November 17, 2016
By Keely Petri
My depression began when I was ten years old. I remember being in my driveway at dusk and looking up at the sky seeing all the different colors and feeling emotions deeper than sad. Something stronger than sad, something that sat in my gut. It stayed there for many years until I came home from college after missing a final exam due to a panic attack, which I was also having on a regular basis.
My mom took me to my primary doctor immediately to get my depression and anxiety under control. He put me on medication. Following that visit, which was helpful, as I was sleeping better, I was taken to see a psychiatrist. He told my mom I needed to be on a medication, which back then, was very controversial. She reluctantly gave in and I didn’t know anything about medication. She told me I was finally me without the cloud and I couldn’t have agreed more.
Once I adjusted to the medications my mother said I was up and down and rarely in between. I always spoke fast, but my friends were saying they had a difficult time understanding me sometimes. I would be laughing or depressed. Still mostly depressed, believe it or not, even with therapy.

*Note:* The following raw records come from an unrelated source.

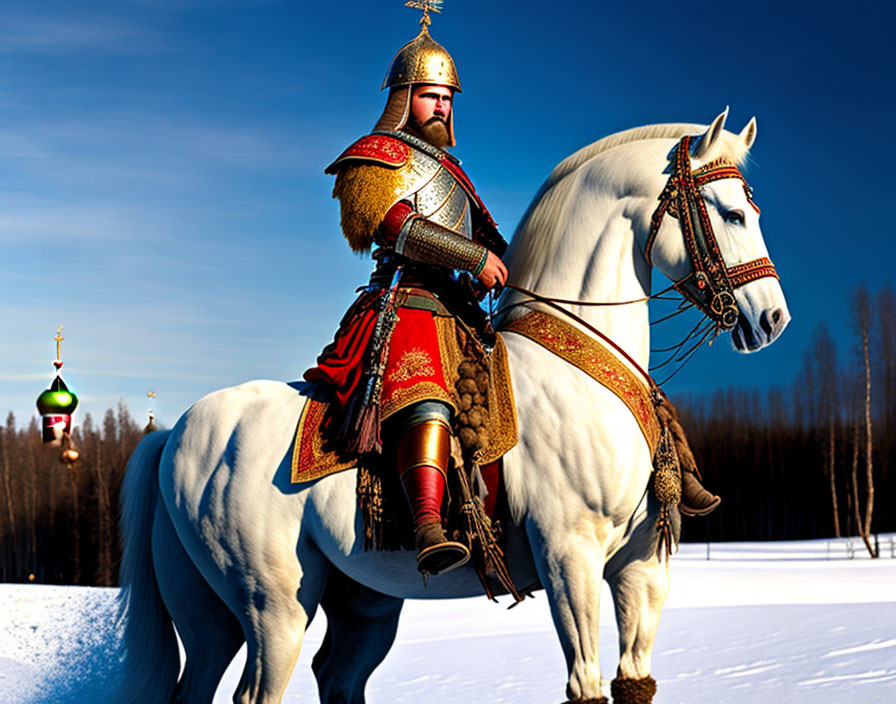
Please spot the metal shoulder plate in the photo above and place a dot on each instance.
(373, 149)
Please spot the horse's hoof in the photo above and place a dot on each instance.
(628, 690)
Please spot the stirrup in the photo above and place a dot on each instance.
(435, 553)
(695, 499)
(442, 557)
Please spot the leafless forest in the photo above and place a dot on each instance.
(809, 461)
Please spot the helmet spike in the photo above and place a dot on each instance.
(426, 6)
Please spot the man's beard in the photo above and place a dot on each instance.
(435, 131)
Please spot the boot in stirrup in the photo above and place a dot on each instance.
(422, 458)
(695, 500)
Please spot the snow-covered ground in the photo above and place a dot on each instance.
(788, 622)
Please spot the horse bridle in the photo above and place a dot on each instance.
(710, 285)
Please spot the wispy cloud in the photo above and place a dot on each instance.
(21, 32)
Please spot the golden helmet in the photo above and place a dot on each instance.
(422, 60)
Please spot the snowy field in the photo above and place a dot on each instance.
(788, 622)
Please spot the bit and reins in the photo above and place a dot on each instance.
(710, 284)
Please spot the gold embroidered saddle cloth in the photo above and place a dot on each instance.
(597, 361)
(483, 404)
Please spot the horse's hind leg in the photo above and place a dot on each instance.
(361, 626)
(570, 565)
(209, 631)
(278, 605)
(639, 587)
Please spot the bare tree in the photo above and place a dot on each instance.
(861, 318)
(824, 356)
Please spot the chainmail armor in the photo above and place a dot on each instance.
(430, 243)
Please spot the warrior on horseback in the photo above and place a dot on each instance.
(400, 191)
(389, 372)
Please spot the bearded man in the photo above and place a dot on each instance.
(392, 369)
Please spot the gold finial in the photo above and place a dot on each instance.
(426, 6)
(59, 338)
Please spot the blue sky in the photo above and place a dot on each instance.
(162, 192)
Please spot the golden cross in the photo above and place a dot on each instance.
(426, 6)
(59, 338)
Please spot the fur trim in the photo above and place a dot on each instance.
(365, 193)
(628, 690)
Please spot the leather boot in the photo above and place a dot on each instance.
(695, 500)
(422, 457)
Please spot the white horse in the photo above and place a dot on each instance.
(220, 542)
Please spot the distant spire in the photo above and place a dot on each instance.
(151, 426)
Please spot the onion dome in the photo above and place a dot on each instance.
(57, 400)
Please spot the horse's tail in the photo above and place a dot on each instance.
(149, 654)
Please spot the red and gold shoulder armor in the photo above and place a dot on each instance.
(374, 148)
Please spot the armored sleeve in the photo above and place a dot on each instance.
(421, 240)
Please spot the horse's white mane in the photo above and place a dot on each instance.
(541, 221)
(732, 147)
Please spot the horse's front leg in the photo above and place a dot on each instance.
(570, 561)
(639, 586)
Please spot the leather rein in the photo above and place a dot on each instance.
(711, 283)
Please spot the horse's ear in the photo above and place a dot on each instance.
(712, 134)
(748, 133)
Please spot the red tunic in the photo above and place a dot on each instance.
(419, 363)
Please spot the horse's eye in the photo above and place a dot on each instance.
(735, 217)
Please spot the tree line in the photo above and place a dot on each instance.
(810, 461)
(813, 460)
(59, 525)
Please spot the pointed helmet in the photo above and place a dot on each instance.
(422, 60)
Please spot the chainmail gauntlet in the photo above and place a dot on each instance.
(424, 241)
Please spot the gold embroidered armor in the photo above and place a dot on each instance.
(371, 179)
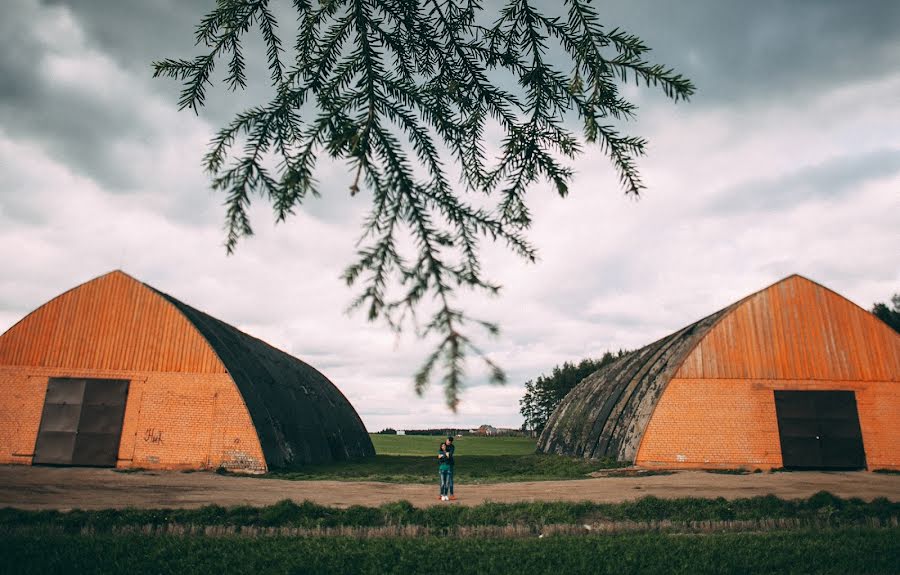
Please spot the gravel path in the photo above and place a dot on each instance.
(68, 488)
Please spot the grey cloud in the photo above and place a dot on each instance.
(771, 49)
(825, 181)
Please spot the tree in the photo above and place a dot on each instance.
(407, 93)
(888, 315)
(543, 394)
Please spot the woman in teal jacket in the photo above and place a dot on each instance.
(445, 469)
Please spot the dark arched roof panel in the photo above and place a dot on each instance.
(299, 415)
(793, 330)
(604, 416)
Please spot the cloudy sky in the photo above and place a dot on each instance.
(786, 161)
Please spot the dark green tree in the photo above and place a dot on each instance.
(888, 315)
(407, 93)
(543, 394)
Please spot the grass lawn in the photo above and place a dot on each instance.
(413, 459)
(838, 551)
(829, 535)
(426, 445)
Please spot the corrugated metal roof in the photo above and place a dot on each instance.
(794, 329)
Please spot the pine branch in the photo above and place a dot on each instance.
(404, 91)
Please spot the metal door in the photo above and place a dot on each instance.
(82, 422)
(819, 430)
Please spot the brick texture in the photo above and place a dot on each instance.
(172, 420)
(717, 423)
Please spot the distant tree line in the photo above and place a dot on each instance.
(543, 394)
(887, 314)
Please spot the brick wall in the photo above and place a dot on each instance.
(713, 423)
(172, 420)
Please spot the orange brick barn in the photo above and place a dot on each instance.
(115, 373)
(793, 376)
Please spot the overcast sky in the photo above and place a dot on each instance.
(786, 161)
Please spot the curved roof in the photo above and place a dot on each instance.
(300, 416)
(793, 329)
(115, 322)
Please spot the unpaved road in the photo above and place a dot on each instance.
(68, 488)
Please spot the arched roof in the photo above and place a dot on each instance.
(115, 322)
(299, 415)
(793, 329)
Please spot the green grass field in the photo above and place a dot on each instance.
(837, 551)
(413, 459)
(822, 534)
(426, 445)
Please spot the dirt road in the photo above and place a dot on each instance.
(68, 488)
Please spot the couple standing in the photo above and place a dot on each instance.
(445, 467)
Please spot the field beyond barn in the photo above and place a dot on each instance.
(337, 519)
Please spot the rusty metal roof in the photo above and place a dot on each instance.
(793, 329)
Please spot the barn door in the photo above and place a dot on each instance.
(82, 422)
(819, 430)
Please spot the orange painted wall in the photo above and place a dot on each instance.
(183, 410)
(797, 330)
(719, 408)
(112, 322)
(712, 423)
(172, 420)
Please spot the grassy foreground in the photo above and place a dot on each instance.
(848, 550)
(412, 459)
(822, 508)
(822, 534)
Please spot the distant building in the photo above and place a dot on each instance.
(792, 376)
(486, 430)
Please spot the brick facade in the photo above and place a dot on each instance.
(172, 420)
(716, 423)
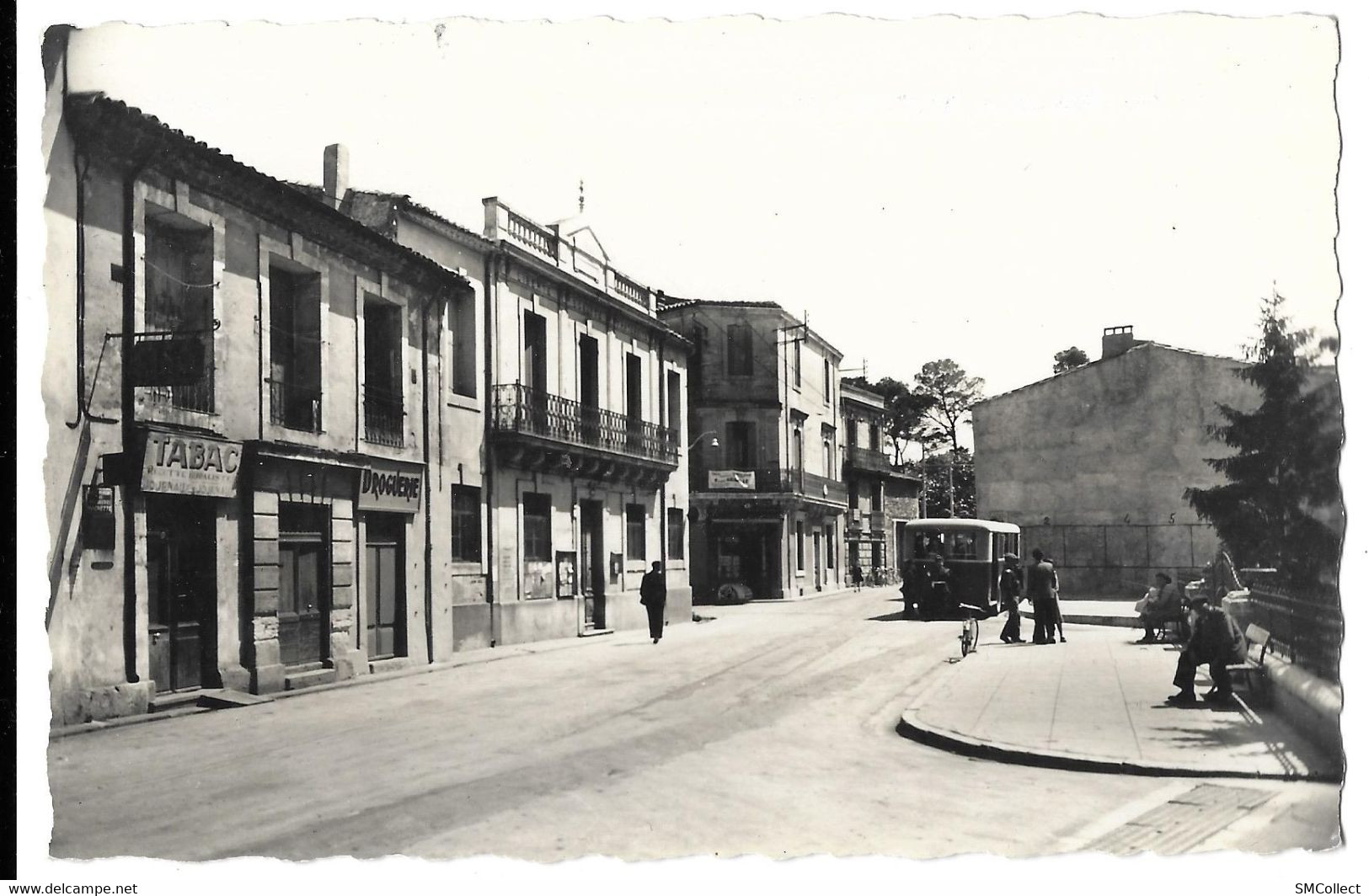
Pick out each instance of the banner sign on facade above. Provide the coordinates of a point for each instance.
(182, 464)
(387, 488)
(731, 479)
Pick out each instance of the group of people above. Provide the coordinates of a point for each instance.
(1036, 583)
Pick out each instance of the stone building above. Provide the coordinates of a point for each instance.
(243, 392)
(766, 469)
(1093, 462)
(563, 411)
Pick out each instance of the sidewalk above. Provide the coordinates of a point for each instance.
(1097, 703)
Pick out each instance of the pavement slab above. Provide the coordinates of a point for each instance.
(1099, 703)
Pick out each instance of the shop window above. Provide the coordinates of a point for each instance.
(462, 322)
(466, 524)
(296, 349)
(675, 534)
(740, 350)
(537, 527)
(179, 309)
(635, 516)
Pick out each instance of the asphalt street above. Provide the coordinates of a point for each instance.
(770, 729)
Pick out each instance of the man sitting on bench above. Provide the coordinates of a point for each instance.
(1216, 642)
(1163, 605)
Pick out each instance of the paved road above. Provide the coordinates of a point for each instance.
(770, 729)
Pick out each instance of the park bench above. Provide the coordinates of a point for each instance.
(1249, 664)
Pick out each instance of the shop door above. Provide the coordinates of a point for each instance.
(304, 584)
(591, 563)
(181, 594)
(383, 586)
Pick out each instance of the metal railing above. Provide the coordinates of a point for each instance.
(383, 413)
(532, 234)
(195, 396)
(296, 407)
(521, 409)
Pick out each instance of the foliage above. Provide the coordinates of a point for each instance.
(937, 471)
(1281, 502)
(950, 393)
(1069, 359)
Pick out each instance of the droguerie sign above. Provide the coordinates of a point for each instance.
(190, 466)
(389, 488)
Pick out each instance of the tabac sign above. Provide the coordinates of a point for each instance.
(388, 488)
(182, 464)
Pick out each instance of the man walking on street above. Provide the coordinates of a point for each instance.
(1009, 591)
(653, 598)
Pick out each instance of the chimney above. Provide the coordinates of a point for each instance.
(334, 174)
(1117, 339)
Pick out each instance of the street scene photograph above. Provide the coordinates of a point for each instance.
(641, 440)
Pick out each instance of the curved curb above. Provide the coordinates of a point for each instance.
(911, 727)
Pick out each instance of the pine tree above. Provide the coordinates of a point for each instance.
(1281, 505)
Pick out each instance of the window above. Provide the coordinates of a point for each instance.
(466, 524)
(179, 300)
(741, 445)
(675, 534)
(672, 401)
(635, 515)
(296, 349)
(537, 525)
(740, 350)
(462, 320)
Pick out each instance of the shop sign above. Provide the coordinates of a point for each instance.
(190, 466)
(385, 488)
(731, 479)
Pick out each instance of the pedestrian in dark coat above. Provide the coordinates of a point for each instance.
(1042, 586)
(1011, 591)
(653, 598)
(1216, 641)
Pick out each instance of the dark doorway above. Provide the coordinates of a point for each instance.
(591, 563)
(304, 584)
(385, 624)
(182, 593)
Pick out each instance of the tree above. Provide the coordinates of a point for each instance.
(905, 412)
(1069, 359)
(950, 393)
(1281, 475)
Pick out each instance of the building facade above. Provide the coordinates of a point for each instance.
(880, 497)
(766, 471)
(1093, 462)
(241, 393)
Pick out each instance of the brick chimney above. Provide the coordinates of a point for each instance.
(334, 174)
(1117, 339)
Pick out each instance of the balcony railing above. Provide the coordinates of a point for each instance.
(296, 407)
(383, 413)
(521, 409)
(869, 460)
(179, 356)
(775, 479)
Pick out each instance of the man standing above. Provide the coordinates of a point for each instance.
(1009, 591)
(653, 598)
(1042, 586)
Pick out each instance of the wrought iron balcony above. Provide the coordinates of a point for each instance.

It wasn’t until I was in my thirties that I had my first major manic episode while working as an inpatient hospital social worker. I was hyped up. Restless. I could not sit still. I remember asking my co-workers if I could suddenly develop ADHD because I had such a difficult time concentrating, yet my thoughts were racing and I couldn’t keep up. I felt invincible; like I could do anything. I wasn’t sleeping. I had a visual hallucination that was constant during the episode. A few of my peers—one being my friend/psychiatrist—said I was manic and needed to see a psychiatrist. He didn’t know I had already had one. My friend and office mate also recognized the signs and told me to see my psychiatrist.
So, I did. And he said that I was living with bipolar disorder. I cried. I had actually speculated this diagnosis for some time (since my twenties), but to have an episode this big was quite scary. He gave me medications for the episode and told me I needed to be tested by a psychologist. Well, the psych testing revealed that I was not, in fact, living with bipolar. This enraged me. My emotions, my diagnosis that was done by two psychiatrists that I worked with, and my friend/social worker at work, and my actual psychiatrist, was minimized, demolished by this psychologist and his testing. Needless to say, I thoroughly disagreed. This became an ongoing debate I had with my psychiatrist.
Things got so bad after I opened up my private practice that I had to close it after being hospitalized four times in one summer due to severe episodes of depression. Following each episode, I would go home and either remain depressed or become hypomanic. It was during the third hospitalization that my wife decided to divorce me because she “couldn’t live her whole life with me having this.” This led to one more final hospitalization and moving into my father’s home.
I attended a partial hospitalization program where I met with the resident psychiatrist there for a few occasions and he noticed right away that I was manic. He diagnosed me with bipolar disorder. I felt a sense of relief, strangely, because this made sense and I wasn’t going “crazy.”
I now have an amazing clinical team that works relentlessly to help me, see my therapist twice a week and my psychiatric nurse as often as needed. There is hope. I now have hope even when the going gets tough and I have to tamper with the medications and be patient as to how long they will take to work effectively.